To fears police “released the tape because that’s all they have,” adding that she does feel detectives are doing all they can. Gotthardt confirmed there is no video coverage of Pham parking, exiting or reentering her vehicle, and that the less than three minutes of surveillance video released to the public earlier this month is all the footage there is.
“Certainly we’d want it out there if we did have it because it’d be another way of bringing the community in for assistance,” he added.
Without much to go on, To and other family members struggle to make sense of it all.
“I know it’s not easy. I know this isn’t an episode of ‘CSI’ and it’s going to be solved within the hour, but I just want people to work on the case as if it’s their own family member. Does that mean [police] could do better? Maybe,” To said.
More than 6,000 fliers with Pham’s photo have been distributed by police in English, Spanish, Chinese, Vietnamese and Korean in and around the area between Fairfax Plaza and Yorktown Shopping Center, along with surrounding neighborhoods. The Eden Center, an Asian market of shops and restaurants in the City of F.C., has also been canvassed.
Former Montgomery County, Md. homicide detective-turned-private investigator, Rich Fallin, weighed in on the case, saying there’s a “high probability the killer was a female” because Pham’s many stab wounds “indicate rage” a male who could overpower her wouldn’t have required.
“It’s too obvious. Stabbing someone that many times is overkill,” added Fallin, who said he’d be looking closely at Pham’s female friends and acquaintances if he were police. “Not so much her closest friends, but maybe a friend of a friend.”
Fallin went on to say Pham’s killer was also most likely at the funeral and “probably showing herself to be distraught, very upset, even to the point where people around her may have thought, ‘Wow, she’s taking this hard.’”
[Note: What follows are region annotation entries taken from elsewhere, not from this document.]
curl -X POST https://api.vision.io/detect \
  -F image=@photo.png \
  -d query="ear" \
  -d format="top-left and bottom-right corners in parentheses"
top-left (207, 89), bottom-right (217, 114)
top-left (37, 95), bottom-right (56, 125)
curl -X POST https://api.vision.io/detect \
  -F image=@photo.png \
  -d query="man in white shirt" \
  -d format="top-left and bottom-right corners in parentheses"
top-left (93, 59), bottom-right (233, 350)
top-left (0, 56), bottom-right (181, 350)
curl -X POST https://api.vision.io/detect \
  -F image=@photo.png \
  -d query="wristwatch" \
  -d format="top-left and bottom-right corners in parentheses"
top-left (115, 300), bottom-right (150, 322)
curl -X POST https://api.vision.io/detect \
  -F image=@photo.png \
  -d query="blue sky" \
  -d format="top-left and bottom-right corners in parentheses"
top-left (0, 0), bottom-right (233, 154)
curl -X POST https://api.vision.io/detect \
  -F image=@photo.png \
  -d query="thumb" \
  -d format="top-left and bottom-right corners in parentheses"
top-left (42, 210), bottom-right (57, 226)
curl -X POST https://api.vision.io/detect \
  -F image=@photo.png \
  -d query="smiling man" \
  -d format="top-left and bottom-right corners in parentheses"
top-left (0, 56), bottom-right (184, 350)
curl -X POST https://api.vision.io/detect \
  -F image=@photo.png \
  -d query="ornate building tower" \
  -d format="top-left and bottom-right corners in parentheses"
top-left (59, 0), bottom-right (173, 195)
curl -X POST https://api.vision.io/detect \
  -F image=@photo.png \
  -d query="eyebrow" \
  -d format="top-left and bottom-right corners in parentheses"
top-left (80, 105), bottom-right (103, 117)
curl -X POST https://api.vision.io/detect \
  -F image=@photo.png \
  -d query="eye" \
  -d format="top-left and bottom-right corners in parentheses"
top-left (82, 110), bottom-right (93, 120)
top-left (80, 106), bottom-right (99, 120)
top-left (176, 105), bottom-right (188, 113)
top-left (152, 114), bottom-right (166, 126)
Though he theorized this to be an “an unorganized murder,” Fallin believes the killer followed Pham to Fairfax Plaza before involving his or herself in a confrontation gone wrong inside Pham’s car.
“If we’ve got a guy out there who’s a serial killer, he’s going to think smart and because of that, this would have been much better planned. The person may have brought a knife so that he or she could just use it as a threat and got carried away,” he said.
But To, who’s spoken to Fallin over the phone, said he shouldn’t be guessing when he doesn’t have all the facts.
To said the killer would have to have known Pham was headed to Fairfax Plaza, and that no phone records indicate Pham communicated her plans. Earlier that day, Pham visited a friend’s house around 2:45 p.m. to find her friend not home. Pham spoke briefly with the friend’s parents before waving goodbye, To said.
Detectives believe she may have traveled along Route 50 or Route 29, between the areas of Nutley Street and Gallows Road.

“I know she got a phone call saying she’d got the nanny job she applied for, which is where the Facebook status comes in. Obviously, at that time she was happy and not in any danger. I find it hard to believe someone knew she was in the nail salon alone and where she parked her car,” said To. “It pisses me off there aren’t any better videos.”
Gotthardt was told Tuesday by detectives working the case that they were waiting on results from the state lab “on any evidence that had been submitted.”
Remembering Pham most for being a talented girl who was strong, funny and anything but a wallflower, To and others are waiting for answers.
“I don’t want this to be a JonBenét Ramsey-type case, where no one ever knows what happened,” she said. “That would make me a very angry and bitter person for the rest of my life. I need to have closure.”